The fallout of Amazon’s decision to build a hub at a Northern Kentucky airport is hitting hard at Wilmington Air Park in Clinton County.

But the air park is adding new jobs even as the layoffs happen, a port authority executive said Tuesday.

LGSTX Cargo Services Inc. will lay off 296 workers, while LGSTX Services Inc. will lay off 37, according to new notices filed with the state.

BETTER DAYS: Amazon's involvement once held promise for area air park.

Global Flight Source Inc., also at the Wilmington Air Park, will lay off two workers, the company reported.

The move was expected, said Daniel Evers, executive director of the Clinton County Port Authority, which owns the air park, a former Air Force base.
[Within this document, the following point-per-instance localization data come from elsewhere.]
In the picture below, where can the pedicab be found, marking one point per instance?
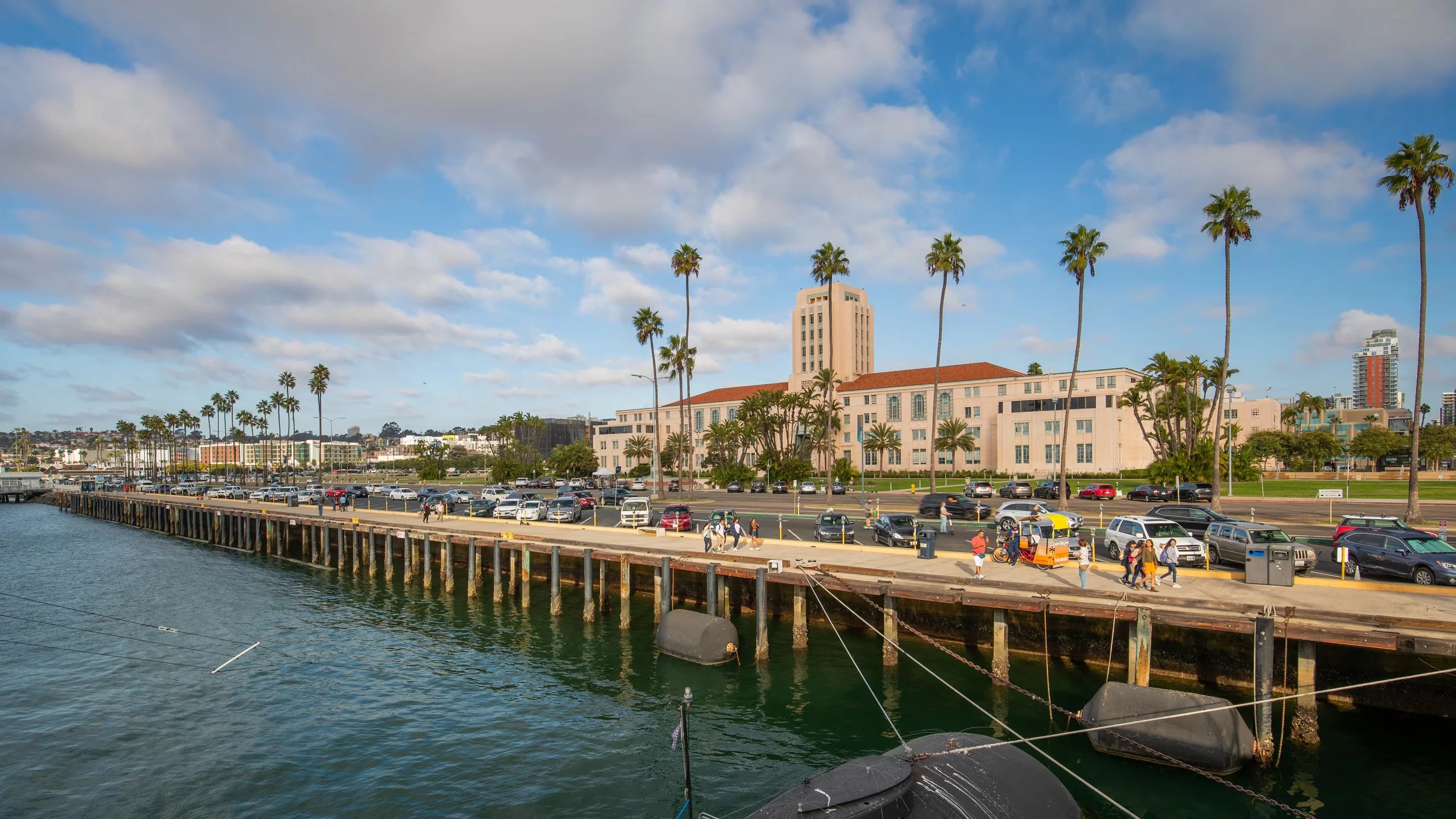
(1050, 548)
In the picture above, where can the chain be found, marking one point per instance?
(1070, 714)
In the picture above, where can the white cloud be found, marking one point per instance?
(1312, 51)
(1160, 181)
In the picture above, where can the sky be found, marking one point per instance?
(456, 205)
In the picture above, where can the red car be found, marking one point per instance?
(677, 518)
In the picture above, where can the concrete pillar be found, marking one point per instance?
(890, 651)
(1305, 727)
(555, 581)
(801, 617)
(589, 605)
(760, 604)
(1140, 647)
(625, 588)
(1264, 688)
(472, 570)
(1001, 649)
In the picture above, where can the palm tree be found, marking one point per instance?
(686, 263)
(1229, 216)
(1079, 254)
(1417, 172)
(648, 325)
(829, 261)
(945, 260)
(318, 385)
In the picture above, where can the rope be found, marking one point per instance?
(857, 669)
(978, 706)
(1152, 751)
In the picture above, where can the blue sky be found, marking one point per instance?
(458, 206)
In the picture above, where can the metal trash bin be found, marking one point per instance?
(926, 544)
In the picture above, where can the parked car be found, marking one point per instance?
(1151, 493)
(1015, 489)
(981, 489)
(958, 506)
(896, 531)
(1127, 528)
(833, 528)
(1196, 519)
(1018, 511)
(1194, 491)
(1097, 491)
(677, 518)
(1403, 553)
(564, 511)
(1229, 543)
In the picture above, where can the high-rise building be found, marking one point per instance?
(1378, 372)
(854, 327)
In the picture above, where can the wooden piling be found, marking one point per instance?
(589, 605)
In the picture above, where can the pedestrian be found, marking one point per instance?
(979, 554)
(1171, 561)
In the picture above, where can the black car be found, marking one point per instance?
(1151, 493)
(1196, 519)
(1047, 490)
(958, 506)
(1194, 491)
(833, 528)
(896, 531)
(1403, 553)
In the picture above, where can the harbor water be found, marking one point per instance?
(372, 700)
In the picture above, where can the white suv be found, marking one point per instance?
(1127, 528)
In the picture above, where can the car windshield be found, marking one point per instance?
(1269, 537)
(1165, 531)
(1430, 545)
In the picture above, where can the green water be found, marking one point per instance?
(427, 707)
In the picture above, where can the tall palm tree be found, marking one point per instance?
(648, 325)
(686, 263)
(318, 385)
(944, 260)
(1417, 172)
(1079, 254)
(1229, 216)
(829, 263)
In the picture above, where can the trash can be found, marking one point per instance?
(926, 544)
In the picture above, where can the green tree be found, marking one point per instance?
(1229, 216)
(947, 261)
(1417, 172)
(1081, 250)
Those jobs can be replaced “over time,” Evers said.

“We have continued to pursue other opportunities,” he said.

Evers said the air park last week announced a new tenant. The Columbus-based law offices of Robert A. Schuerger Co. leased 4,400 square feet of office space at the park. The business will operate a legal office and a call center there, with 50 new jobs expected.

The new office “diversifies our employment base,” Evers said. The company is new to Wilmington and Clinton County and represents a new kind of operation for the air park, he said.
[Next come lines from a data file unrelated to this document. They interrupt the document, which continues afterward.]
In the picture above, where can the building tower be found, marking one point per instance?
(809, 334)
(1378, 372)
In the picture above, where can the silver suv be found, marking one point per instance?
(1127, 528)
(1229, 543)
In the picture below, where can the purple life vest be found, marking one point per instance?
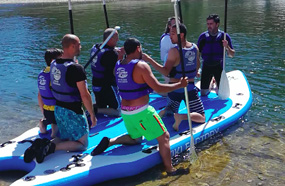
(60, 89)
(129, 89)
(44, 88)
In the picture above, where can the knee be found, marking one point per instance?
(166, 136)
(204, 92)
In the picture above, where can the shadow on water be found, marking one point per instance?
(250, 154)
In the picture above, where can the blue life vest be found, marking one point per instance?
(44, 87)
(162, 36)
(190, 63)
(212, 51)
(96, 67)
(129, 89)
(60, 89)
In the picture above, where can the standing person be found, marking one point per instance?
(173, 68)
(165, 43)
(103, 81)
(135, 81)
(46, 100)
(210, 44)
(68, 81)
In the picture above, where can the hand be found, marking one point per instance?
(121, 52)
(145, 57)
(94, 121)
(184, 81)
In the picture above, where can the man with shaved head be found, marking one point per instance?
(69, 87)
(103, 81)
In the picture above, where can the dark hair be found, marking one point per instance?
(131, 45)
(215, 17)
(52, 53)
(167, 30)
(182, 27)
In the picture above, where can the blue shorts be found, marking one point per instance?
(71, 126)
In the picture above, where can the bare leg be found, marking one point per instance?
(196, 117)
(54, 130)
(78, 145)
(125, 140)
(164, 150)
(43, 128)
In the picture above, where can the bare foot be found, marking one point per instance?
(162, 113)
(178, 119)
(42, 126)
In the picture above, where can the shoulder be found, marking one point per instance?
(141, 67)
(77, 68)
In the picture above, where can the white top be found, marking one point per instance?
(165, 46)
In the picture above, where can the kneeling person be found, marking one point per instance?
(136, 81)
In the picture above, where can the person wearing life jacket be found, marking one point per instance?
(69, 88)
(103, 79)
(211, 44)
(46, 100)
(165, 43)
(173, 69)
(136, 81)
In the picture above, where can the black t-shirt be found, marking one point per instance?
(108, 60)
(75, 73)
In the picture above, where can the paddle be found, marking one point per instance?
(103, 44)
(224, 88)
(70, 17)
(105, 12)
(192, 154)
(180, 12)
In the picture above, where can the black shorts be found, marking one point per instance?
(208, 72)
(107, 97)
(49, 117)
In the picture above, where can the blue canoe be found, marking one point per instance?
(80, 168)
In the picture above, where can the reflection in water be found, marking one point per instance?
(250, 153)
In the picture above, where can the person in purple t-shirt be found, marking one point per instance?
(210, 44)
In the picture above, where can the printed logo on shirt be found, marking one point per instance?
(56, 75)
(42, 80)
(190, 56)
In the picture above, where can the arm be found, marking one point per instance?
(145, 75)
(40, 102)
(228, 44)
(169, 64)
(198, 63)
(87, 101)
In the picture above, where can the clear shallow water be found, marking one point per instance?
(251, 152)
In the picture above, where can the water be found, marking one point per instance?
(250, 153)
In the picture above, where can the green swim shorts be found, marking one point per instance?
(143, 122)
The lease term is about five years, with a five-year renewal option, the park said.

“We continue to pursue aviation and air park-related opportunities, as well as more broadly manufacturing and distribution opportunities,” Evers said.

“We’re obviously going to redouble those efforts,” he added.

A month ago, Joe Hete, president and chief executive of Air Transport Services Group (ATSG), which is based at the Wilmington facility, told this news outlet that about 300 people would likely lose their jobs at Wilmington Air Park as a result of Amazon's decision at the time to build a global cargo hub at Cincinnati/Northern Kentucky International Airport.

RELATED: Amazon operation helps grow Wilmington company

LGSTX is part of ATSG.

On Tuesday, Hete said a recent job fair was held at the air park to assist those who are subject to the WARN notice. Also, a severance-retention program is being offered to keep those workers employed until the end of the April, when the Amazon operation is scheduled to be shut down.

A spokesman for Amazon, Jim Billimoria, said in an email that Amazon plans to offer job opportunities at any Amazon site across the U.S. to those involved in the package sorting that happens today in Wilmington.

At the time of Amazon’s decision, Gov. John Kasich said Amazon picked Northern Kentucky over Wilmington in large part because the airport in Covington has plenty of capacity and the Cincinnati-Northern Kentucky metro area has the workforce.

“They were very worried about the workforce,” Kasich said at at the time.

He noted that his administration was heavily involved in wooing Amazon but in the end the state can’t dictate where a company locates.

“They’re still going to be here in our region,” Kasich said.

The air park has weathered far worse storms. When air cargo carrier DHL shut down its hub at Wilmington in 2008, some 8,000 area jobs were lost.